NOTE: Earlier versions of IRSCLEAN allowed the use of the BMASK as a bad pixel mask, but this led to unstable results.   The current approach is to ignore fatally masked pixels.

 

NOTE: If a pixel is cleaned using IRSCLEAN, bit 0 of the pixel’s BMASK is turned on.

4.5       OMASK: The Order Mask

Each IRS detector array images a set of spectral orders.  The mask that specifies which pixels are in which order is given by the order mask,  a file produced by the SSC, and delivered with the IRSCLEAN distribution in the subdirectory cal/. Each pixel in the order mask file has a number specifying which order it belongs to.  Order mask pixels that are not in an order have the value 0.  See Appendix 2 for more information on the locations of the IRS spectral orders.  The order mask defines which pixels are cleaned by IRSCLEAN.  The default order mask is the “narrow” order mask.  You can select a “wide” order mask by setting the keyword /wide_omask  at the IRSCLEAN command line.  You can also specify no order mask by setting /noOrderMask.   This allows you to clean any pixel on the array.  Finally, you can define your own order mask with an external file using the keyword orderMask_File=. 
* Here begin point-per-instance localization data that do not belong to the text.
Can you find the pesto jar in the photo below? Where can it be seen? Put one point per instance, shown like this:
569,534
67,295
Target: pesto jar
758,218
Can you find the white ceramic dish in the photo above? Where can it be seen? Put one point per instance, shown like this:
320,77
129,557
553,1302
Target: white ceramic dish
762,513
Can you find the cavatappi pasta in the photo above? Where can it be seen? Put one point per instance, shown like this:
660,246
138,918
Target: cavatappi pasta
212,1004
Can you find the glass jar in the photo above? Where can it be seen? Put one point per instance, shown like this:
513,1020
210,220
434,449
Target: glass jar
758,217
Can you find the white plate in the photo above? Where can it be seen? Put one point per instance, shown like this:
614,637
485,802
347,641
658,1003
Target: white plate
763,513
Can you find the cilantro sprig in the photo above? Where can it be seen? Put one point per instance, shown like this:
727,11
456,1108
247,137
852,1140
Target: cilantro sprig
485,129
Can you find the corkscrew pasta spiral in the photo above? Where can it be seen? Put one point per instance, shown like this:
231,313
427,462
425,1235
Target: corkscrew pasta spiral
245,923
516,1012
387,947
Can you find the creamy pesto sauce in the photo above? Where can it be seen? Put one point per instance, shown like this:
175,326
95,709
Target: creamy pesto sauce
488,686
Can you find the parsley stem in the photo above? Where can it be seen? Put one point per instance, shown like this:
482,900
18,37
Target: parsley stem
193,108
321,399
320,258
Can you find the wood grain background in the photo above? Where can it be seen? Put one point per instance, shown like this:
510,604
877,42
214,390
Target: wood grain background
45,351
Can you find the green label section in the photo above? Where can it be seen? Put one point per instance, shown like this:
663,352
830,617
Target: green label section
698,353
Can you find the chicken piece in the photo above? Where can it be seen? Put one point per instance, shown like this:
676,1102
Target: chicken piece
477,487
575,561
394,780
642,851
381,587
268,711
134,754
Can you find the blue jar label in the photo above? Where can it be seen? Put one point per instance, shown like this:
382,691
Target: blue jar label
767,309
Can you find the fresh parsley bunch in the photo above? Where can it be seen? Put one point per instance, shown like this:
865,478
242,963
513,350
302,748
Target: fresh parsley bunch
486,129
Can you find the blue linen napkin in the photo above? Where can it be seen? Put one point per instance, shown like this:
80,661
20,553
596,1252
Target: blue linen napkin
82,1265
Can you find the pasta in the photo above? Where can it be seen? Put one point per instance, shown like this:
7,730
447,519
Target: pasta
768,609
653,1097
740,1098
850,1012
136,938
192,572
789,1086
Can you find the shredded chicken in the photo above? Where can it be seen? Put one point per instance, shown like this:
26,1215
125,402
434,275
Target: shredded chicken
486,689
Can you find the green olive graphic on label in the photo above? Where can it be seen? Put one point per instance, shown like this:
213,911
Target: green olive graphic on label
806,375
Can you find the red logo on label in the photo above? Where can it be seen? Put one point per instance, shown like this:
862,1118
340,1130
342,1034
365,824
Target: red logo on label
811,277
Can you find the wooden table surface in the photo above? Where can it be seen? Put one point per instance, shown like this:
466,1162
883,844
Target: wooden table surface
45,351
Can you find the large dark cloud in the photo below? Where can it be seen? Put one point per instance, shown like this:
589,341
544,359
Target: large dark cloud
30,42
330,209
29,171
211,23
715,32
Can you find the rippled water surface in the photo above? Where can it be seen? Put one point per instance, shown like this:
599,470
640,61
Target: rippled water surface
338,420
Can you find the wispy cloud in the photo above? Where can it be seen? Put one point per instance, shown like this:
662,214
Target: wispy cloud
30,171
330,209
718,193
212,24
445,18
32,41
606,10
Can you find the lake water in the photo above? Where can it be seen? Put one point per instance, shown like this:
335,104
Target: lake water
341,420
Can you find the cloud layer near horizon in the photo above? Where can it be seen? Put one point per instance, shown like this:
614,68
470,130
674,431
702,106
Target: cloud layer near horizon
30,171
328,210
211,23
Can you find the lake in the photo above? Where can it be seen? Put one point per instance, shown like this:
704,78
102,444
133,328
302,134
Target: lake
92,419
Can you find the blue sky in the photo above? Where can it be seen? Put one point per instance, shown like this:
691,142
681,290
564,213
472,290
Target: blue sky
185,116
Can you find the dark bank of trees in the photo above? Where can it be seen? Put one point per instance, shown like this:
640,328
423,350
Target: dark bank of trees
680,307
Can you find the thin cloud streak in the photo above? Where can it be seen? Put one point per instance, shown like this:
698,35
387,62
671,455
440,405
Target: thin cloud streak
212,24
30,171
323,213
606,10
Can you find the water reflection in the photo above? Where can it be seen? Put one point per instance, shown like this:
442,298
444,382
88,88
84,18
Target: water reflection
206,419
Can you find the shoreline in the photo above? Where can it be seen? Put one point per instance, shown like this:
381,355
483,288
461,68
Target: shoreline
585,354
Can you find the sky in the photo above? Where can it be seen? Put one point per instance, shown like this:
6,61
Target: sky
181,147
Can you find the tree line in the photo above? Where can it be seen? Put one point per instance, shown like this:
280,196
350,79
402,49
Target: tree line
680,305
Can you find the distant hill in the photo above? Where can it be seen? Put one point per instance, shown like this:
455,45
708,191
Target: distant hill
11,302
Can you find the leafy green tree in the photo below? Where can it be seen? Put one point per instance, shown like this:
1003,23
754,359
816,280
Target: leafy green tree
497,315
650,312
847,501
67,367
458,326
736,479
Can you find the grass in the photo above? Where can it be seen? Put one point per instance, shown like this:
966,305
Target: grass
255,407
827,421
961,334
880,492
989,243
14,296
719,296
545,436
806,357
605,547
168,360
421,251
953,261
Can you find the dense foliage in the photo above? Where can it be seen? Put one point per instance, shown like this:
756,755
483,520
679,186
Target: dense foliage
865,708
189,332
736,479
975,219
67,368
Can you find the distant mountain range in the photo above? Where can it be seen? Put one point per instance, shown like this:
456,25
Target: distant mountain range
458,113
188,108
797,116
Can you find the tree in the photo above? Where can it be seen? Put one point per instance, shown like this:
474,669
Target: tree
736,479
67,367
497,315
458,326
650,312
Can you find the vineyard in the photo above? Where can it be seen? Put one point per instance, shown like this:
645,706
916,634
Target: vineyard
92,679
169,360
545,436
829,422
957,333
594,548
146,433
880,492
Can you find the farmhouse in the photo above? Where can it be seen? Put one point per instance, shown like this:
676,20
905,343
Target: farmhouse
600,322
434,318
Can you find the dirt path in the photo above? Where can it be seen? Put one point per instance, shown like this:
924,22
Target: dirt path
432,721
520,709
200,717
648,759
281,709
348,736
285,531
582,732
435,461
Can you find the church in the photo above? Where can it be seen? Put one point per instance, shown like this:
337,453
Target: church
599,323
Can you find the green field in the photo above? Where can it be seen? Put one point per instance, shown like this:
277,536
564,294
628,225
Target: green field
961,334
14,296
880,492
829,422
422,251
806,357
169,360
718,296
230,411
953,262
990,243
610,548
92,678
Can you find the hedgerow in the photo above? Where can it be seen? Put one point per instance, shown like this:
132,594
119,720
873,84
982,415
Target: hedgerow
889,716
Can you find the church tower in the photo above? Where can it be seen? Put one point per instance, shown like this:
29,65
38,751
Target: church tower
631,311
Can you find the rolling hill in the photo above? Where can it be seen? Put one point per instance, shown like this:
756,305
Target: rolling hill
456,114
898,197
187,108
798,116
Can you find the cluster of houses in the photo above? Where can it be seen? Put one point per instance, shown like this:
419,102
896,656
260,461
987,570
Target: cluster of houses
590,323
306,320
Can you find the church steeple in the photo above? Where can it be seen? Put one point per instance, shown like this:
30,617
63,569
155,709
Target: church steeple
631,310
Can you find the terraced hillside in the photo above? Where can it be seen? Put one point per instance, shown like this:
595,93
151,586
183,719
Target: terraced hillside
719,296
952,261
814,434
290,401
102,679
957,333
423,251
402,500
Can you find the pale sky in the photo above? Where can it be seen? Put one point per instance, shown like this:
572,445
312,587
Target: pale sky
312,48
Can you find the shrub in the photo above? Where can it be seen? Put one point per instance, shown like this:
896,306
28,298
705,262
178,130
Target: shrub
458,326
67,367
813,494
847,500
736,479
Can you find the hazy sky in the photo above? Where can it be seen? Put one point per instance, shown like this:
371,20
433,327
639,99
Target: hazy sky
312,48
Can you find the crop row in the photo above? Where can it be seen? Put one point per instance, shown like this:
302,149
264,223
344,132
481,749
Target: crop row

4.6       UNCLEAN_MASK: The Mask of Unsuccsessfully Cleaned Pixels

Not all pixels are always successfully cleaned by IRSCLEAN. This is usually due to one of three reasons:

 

   1. The pixel does not need to be cleaned, i.e., its "cleaned" value is nearly equal to the original value.

   2. There are not enough "good" pixels (pixels not in the bad pixel mask) in surrounding rows to be used to build the row profile.

   3. The average row profile is too noisy.

 

When one or more pixels are not cleaned, IRSCLEAN will produce a special unclean_mask.fits file for each processed data file (as of version 1.9). Similar to the rogue mask, the "unclean mask" is an image of 1's and 0's indicating whether or not a pixel has been successfully cleaned.

 

See the hint on "a second pass at cleaning data using the unclean_mask file" in the Appendix.